Labile protons in ionic liquids can be introduced through a range of functionalities: acidc labile proton in a cation (a) or anion (c); acidic functional group in a cation (b), or through dissolution of a Brønsted acid, which leads to the formation of anionic clusters (d). In context of catalytic applications, labile protons such as (a) and (c) tend to be relatively weak acids. Functionalised cations (c) give a broad spectrum of attainable acidities, but also are the most expensive. As the result, we tend to focus on protic and aprotic systems with complex anionic clusters.
Ionic liquids with complex anionic clusters are interesting both on the fundamental level, due to their complex and dynamic speciation, and for practical applications: in catalysis and beyond (other groups found uses in drug delivery, for example).
Through our fundamental studies, we have shown that acidity (quantified through Gutmann Acceptor Number, AN) depends on anionic clusters present in the system (which changes as a function of excess acid loading), as well as on the conjugate base (link). With stronger conjugate base, clustering is more pronounced, and acidity lower with respect to the parent acid.
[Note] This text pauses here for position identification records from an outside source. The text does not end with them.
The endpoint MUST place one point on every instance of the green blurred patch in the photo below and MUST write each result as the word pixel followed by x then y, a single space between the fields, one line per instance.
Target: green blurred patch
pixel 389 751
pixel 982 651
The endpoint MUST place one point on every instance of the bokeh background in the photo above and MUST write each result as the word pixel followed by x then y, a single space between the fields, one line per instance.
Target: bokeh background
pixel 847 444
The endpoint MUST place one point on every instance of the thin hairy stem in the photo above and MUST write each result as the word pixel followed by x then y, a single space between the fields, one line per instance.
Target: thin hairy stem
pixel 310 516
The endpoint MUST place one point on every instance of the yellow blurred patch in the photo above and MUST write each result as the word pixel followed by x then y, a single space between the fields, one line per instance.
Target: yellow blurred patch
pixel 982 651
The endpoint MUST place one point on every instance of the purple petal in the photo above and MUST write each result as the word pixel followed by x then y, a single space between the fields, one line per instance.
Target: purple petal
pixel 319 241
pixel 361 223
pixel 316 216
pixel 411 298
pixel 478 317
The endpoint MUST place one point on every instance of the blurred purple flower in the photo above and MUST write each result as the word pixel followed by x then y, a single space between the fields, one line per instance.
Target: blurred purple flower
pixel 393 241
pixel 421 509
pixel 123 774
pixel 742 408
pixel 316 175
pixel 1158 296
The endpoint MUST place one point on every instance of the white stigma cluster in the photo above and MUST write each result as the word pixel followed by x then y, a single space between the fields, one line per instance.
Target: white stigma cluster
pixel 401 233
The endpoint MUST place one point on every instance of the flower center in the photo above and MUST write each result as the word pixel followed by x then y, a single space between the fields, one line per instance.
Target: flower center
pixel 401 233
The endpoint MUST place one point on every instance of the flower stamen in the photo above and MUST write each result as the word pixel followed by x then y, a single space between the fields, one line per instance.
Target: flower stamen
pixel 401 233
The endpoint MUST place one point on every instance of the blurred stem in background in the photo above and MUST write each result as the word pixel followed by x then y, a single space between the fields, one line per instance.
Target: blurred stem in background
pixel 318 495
In addition, in collaboration with the Holbrey group, we have used neutron scattering to study liquid structure of such hydrogen-bonded ionic liquid clusters, including pyridine-acetic acid and imidazole-bis(trifluoromethanesulfonic) acid.
Studying catalytic applications in collaboration with the Chrobok group at Silesian University of Technology, we have demonstrated that ionic liquids based on a complex sulfate anion, [(H2SO4)x(HSO4)]–, have catalytic activity on par with that of sulfuric acid, but exhibit different phase behaviour; easy separation from the organic phase makes them a superior choice for reactions such as esterifications and Beckmann rearrangement.